One of the authors of the paper here! David Wu (aka lightvector), the creator of the KataGo AI system that we target, is actually doing a training pass now initializing self-play games to start at adversarial positions found by our adversarial policy. It does seem to have improved things significantly: our adversary's win rate goes down from >99% to around 4% against the latest KataGo checkpoint. However, the real question is whether KataGo has started properly understanding the cyclic groups, or has just learned some heuristics that saves it most of the time. In other words, if we repeated our attack again against the latest checkpoint, could it learn to reliably repeat the 4% of winning cases?
We're looking into doing our own adversarial training run to see if we can get to a point where the KataGo agent is robust. My personal suspicion given how difficult adversarial examples have been to eliminate in image classifiers and other ML systems is that although we'll be able to train particular vulnerabilities out of the system, there's still going to be a long tail of issues that can be automatically discovered and exploited.
Yeah, it seems unlikely that some patchup can fix, in generality, such a deep blindspot. It reminds me of the problems AlphaGo had with ladders: I'm not sure DM ever really solved the ladder blindness, it just got good enough that they became irrelevant in practice.

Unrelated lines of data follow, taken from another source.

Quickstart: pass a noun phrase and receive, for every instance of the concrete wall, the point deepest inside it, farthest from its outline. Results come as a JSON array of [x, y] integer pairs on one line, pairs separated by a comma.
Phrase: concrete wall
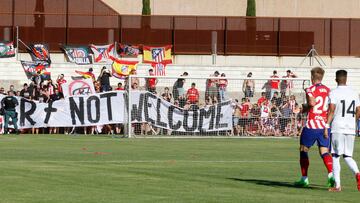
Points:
[[272, 8], [200, 66]]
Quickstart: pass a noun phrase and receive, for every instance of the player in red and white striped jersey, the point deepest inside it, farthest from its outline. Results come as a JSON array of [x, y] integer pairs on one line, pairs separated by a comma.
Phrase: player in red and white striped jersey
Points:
[[317, 97]]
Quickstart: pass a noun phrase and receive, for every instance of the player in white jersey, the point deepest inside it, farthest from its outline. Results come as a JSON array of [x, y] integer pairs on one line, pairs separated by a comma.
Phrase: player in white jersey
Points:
[[344, 111]]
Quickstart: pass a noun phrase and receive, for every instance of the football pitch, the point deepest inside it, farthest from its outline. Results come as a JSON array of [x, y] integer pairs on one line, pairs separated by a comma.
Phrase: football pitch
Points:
[[59, 168]]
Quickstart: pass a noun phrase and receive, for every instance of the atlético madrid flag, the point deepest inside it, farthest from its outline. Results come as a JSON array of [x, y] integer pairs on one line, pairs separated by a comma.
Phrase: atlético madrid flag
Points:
[[160, 68], [157, 54], [122, 68], [39, 52], [129, 50], [102, 53]]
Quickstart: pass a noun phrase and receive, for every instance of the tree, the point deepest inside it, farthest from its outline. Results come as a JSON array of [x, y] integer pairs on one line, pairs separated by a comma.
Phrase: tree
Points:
[[251, 8], [146, 7]]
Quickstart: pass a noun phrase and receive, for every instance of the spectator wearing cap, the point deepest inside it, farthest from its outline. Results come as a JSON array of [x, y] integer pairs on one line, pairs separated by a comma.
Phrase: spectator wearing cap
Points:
[[178, 87], [274, 84], [12, 89], [222, 87], [192, 94], [249, 86], [91, 74], [105, 79], [151, 82], [212, 87]]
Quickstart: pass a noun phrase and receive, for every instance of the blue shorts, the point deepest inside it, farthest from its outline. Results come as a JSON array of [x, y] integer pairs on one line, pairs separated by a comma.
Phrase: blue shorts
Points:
[[309, 136]]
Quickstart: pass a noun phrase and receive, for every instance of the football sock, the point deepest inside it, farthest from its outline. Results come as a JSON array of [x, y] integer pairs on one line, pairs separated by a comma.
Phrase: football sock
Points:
[[304, 163], [336, 170], [352, 164], [327, 159]]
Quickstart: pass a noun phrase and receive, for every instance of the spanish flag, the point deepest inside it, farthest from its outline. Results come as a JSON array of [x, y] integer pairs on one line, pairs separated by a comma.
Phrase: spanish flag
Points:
[[157, 54], [121, 68]]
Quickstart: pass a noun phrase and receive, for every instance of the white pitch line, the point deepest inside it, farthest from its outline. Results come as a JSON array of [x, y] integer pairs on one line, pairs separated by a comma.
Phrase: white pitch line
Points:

One of the authors here! I think from a perspective of humans playing Go this result is not very interesting since, as you say, Tromp-Taylor isn't the kind of ruleset humans like to play under. But KataGo was trained under (modified) Tromp-Taylor which we also evaluate under, so we think from an AI security and robustness stand point it's interesting that it fails at the rule set it was trained on.
> When they induce KataGo to play bad moves, like Lee Sedol did in the only game he won against AlphaGo, they'll have my attention.

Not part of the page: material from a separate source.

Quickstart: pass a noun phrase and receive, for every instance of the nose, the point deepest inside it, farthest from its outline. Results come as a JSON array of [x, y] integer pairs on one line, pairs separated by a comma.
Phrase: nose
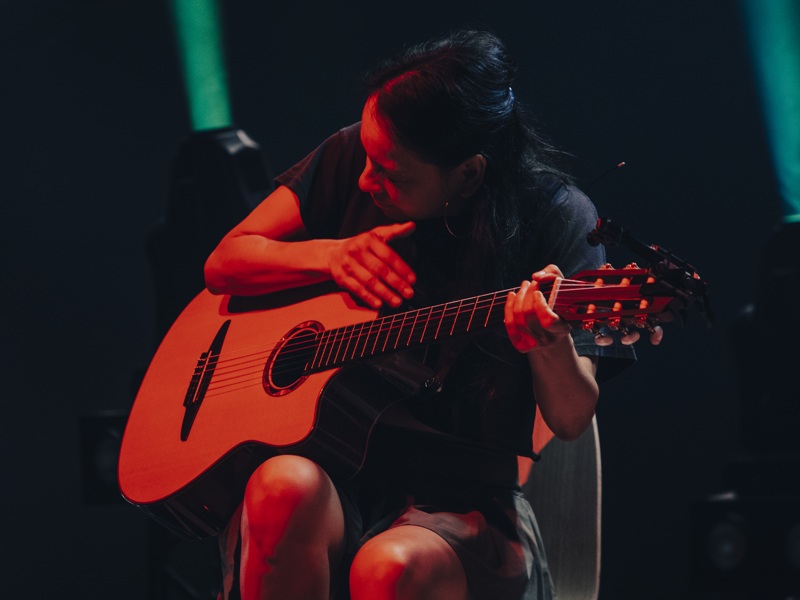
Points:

That said, we are working to do exactly this! In particular, we found in the paper that we could patch the victim to not pass except in the end-game and defeat this adversarial policy. But, when we repeat the attack, we do eventually find an adversarial policy that can exploit the victim -- and this doesn't depend on the rule set. That part is still a work in progress, we've only got it working against a victim without search for example, but we hope to put out an updated revision including this in a month or two!
Any human referee would declare KataGo the winner in any of these games, just like they did in the Robert Jasiek vs Csaba Mero case[0].
> But KataGo was trained under (modified) Tromp-Taylor which we also evaluate under, so we think from an AI security and robustness stand point it's interesting that it fails at the rule set it was trained on.
Have you done anything in particular to induce this, or is it just the case that KataGo is completely incompetent at evaluating what constitutes a pass-alive territory?
> That part is still a work in progress, we've only got it working against a victim without search for example
That would still be amazing. KataGo without search is still a beast.
---
By the way, your website is weird:
1. "strength of a top-100 European professional" - Europe doesn't have that many professionals?
2. "Yet our adversary achieves a 99% win rate against this victim by playing a counterintuitive strategy." - Well, if your main goal is to leave a stone in your opponent's territory, this strategy isn't very counterintuitive?
One of the authors here! We evaluated our matches using KataGo. In fact, our adversary is just a forked version of KataGo. We use the same modified Tromp-Taylor rules for eval. We elaborate on that more in the Reddit thread you link at [3]
Our Tweet was confusing: 280 character limit means something had to be cut, but this has caused confusion in a bunch of places, so we should have been more precise here -- sorry about that!
One of the authors here! Great to see some discussion in the paper. Your summary of computer Go vs human rule sets seems right to me. But I think there might be a slight misunderstanding. We had friendlyPassOk set to false for all of our evaluation except one game which was played not against our adversarial policy, but one of my co-authors Tony who was trying to mimick the adversarial policy.
We evaluated KataGo under Tromp-Taylor with "self-play optimizations" described in https://lightvector.github.io/KataGo/rules.html which basically involves removing stones that can be proved to be dead using Benson's algorithm. This was the same evaluation used in the KataGo paper, and KataGo trained using these rule sets. (KataGo was also trained with some other rules -- it was randomized during training so it transfers across rules, and KataGo gets the rules as input.)
You might find this discussion of our paper at https://www.reddit.com/r/MachineLearning/comments/yjryrd/com... by the lead author of KataGo interesting. He wasn't that concerned about the rule set, primary concern was that we evaluate in a low-search regime, which is a fair critique. But he overall agrees with our conclusion that self-play just cannot be relied upon to produce robust policies sufficiently OOD.
We're looking into doing our own adversarial training run to see if we can get to a point where the KataGo agent is robust. My personal suspicion given how difficult adversarial examples have been to eliminate in image classifiers and other ML systems is that although we'll be able to train particular vulnerabilities out of the system, there's still going to be a long tail of issues that can be automatically discovered and exploited.